On Jul 20, 11:19am, Oliver Kiddle wrote:
} Subject: Re: PATCH: narrow-to-region (was Re: This widget implementation f
}
} Bart wrote:
} > } It'd also be good for the function to use the new undo limit features.
} > 
} > I was going to send a follow-up message about undo-ing and whether a call
} > to split-undo is needed before (and/or after) the recursive-edit.
} 
} It is needed immediately after you've setup PREDISPLAY and emptied
} BUFFER.

The sourceforge outage is getting a bit annoying with respect to passing
these patches back and forth.

} > Related, should -S / -R implicitly set undo points?
} 
} I've never used those two options and am not sure I quite understand
} what they're for. At least not without digging in the archives.
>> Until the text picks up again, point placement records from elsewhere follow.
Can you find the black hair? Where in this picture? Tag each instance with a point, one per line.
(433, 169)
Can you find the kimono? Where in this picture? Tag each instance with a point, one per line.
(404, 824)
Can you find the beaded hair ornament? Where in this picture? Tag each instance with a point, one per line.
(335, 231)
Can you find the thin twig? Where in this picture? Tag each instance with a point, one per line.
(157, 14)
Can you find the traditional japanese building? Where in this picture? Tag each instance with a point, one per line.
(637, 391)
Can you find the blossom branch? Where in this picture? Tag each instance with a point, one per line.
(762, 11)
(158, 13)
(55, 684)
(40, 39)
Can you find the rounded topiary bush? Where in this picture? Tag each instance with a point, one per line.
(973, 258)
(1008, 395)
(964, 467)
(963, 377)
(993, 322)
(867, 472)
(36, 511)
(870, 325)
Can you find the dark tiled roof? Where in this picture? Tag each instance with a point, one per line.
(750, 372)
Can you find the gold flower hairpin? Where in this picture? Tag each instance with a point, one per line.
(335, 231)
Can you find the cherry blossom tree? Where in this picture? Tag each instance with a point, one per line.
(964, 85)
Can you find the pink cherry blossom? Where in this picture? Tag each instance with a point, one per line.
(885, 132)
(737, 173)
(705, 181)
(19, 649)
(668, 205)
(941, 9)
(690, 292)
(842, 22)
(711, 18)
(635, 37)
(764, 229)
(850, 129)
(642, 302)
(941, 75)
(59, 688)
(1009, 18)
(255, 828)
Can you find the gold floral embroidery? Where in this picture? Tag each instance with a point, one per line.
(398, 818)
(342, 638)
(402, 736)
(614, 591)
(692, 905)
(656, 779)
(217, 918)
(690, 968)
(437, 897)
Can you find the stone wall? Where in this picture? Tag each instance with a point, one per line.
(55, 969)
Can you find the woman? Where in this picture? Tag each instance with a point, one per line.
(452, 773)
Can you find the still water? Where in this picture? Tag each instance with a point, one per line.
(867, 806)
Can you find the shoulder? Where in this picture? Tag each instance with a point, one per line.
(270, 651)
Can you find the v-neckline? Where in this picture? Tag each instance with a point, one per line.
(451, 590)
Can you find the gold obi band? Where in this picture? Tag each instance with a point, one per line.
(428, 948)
With the
} patch below, it is fairly obviously broken for them because
} _ntr_changeno is set in a different block from the one which does zle
} undo to revert to it.

The -S and -R options are basically a hack to because there's no good way
to do a callback mechansim.  What you'd like is to replace recursive-edit
with a call back into the invoking scope, but you can't do that without
real closures or at least real namerefs, so "narrow-to-region -S" does
everything up to recursive-edit and then saves state, followed by -R
which restores state and picks up where -S left off.

If you introduce new variables _ntr_savelim and _ntr_changeno those are
going to have to be added to the state save/restore, or else they have
to be localized to the part where recursive-edit is called and NOT the
parts where state is saved/restored.

Also this --

}    PREDISPLAY=$_ntr_predisplay
}    POSTDISPLAY=$_ntr_postdisplay
} -  LBUFFER="$_ntr_lbuffer$BUFFER"
} -  RBUFFER="$_ntr_rbuffer"
} +  LBUFFER="$_ntr_lbuffer$_ntr_newlbuf"
} +  RBUFFER="$_ntr_newrbuf$_ntr_rbuffer"
}    MARK=${#_ntr_lbuffer}

-- breaks MARK and CURSOR again, you need

LBUFFER="$_ntr_lbuffer$_ntr_newlbuf$_ntr_newrbuf"
RBUFFER="$_ntr_rbuffer"

to get CURSOR in the right place.  Which means you may as well not save
the left and right buffers separately to begin with.